I am trying to assemble Illumina MiSeq paired-end reads from two Plasmodium falciparum samples. The genome is only about 20Mb long. The two samples are quite similar in the number of sequence reads with both having about 900,000 read pairs. I ran SPades on a machine with 250GB memory and one of the two samples was successfully assembled while the other one consistently crashes because it runs out of memory. I'm trying to understand why they are behaving so differently and what I can do about it now. Here is the commandline, wich is the same for both samples, just different FASTQ files, of course
spades.py -t 8 -o assembly_sample1b -1 fastq/1-1.fastq -2 fastq/1-2.fastq
I'm running this on a cluster node with 250GB memory. The LSF job manager output shows that the maximum memory used was 33927 MB.

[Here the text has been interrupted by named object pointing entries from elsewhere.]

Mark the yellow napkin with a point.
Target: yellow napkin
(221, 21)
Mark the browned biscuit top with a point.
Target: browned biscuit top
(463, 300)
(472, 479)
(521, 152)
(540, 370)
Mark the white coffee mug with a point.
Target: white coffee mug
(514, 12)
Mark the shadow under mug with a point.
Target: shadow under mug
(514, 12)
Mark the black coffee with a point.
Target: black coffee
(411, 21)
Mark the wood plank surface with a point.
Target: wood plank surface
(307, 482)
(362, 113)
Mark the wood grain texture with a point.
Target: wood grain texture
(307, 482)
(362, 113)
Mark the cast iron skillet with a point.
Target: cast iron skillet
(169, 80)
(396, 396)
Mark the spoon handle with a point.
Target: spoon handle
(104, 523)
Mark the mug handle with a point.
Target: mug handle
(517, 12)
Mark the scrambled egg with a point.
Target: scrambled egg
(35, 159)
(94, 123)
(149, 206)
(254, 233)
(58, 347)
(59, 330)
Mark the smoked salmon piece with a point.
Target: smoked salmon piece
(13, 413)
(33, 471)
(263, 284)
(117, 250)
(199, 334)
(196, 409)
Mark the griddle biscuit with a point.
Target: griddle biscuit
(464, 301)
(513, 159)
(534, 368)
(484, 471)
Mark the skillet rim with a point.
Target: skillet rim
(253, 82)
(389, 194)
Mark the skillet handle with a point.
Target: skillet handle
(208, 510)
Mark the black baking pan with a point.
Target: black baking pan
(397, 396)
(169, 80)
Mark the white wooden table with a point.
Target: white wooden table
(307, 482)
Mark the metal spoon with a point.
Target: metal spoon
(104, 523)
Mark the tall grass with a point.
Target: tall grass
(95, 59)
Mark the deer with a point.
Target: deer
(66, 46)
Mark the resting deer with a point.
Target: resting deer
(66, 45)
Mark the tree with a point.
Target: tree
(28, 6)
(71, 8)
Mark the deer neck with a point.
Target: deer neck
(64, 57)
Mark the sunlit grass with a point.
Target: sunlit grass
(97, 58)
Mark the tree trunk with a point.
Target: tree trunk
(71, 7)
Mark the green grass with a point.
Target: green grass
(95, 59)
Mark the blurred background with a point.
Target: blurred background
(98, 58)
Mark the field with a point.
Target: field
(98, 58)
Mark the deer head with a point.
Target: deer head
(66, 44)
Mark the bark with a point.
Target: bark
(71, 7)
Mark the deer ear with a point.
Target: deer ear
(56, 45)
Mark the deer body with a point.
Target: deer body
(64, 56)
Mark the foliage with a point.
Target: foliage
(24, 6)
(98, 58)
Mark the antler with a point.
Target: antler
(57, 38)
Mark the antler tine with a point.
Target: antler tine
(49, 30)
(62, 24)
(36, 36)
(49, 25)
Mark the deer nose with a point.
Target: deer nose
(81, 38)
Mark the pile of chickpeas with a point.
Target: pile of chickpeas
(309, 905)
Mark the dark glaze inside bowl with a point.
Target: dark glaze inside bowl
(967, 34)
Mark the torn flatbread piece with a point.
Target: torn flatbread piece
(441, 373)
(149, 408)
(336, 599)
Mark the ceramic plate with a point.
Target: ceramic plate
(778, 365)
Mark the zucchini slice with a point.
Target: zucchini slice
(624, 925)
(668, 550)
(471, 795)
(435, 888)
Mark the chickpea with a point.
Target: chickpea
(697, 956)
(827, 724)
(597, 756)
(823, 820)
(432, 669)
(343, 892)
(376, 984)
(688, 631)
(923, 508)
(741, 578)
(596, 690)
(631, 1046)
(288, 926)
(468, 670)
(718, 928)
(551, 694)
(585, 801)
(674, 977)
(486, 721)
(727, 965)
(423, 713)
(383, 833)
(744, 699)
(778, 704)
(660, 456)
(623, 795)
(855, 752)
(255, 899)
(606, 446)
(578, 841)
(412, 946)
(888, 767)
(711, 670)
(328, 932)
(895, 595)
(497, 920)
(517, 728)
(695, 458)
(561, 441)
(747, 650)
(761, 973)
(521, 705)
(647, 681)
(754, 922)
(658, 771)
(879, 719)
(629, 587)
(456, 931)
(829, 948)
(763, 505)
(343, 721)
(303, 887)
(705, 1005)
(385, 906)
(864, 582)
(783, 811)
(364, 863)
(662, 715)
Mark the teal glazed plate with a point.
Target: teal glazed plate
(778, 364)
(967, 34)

The job that keeps failing shows that 378014 MB was required, i.e. 128GB more than the node had available. Consequently, the job was terminated by LSF and this keeps happening when I run again.
How can the memory requirements for two similar sized samples of reads from the same genome be so different? Can I reduce the memory requirements somehow? Speed isn't of the essence for me. Thanks!
CORRECTION The numbers of reads are actually 5.2 million for sample 1 (the one that works) and 5.6 million for sample 2. So it is a bit more than I thought but still they are quite similar numbers which makes we wonder why one requires so much more memory than the other. Thanks!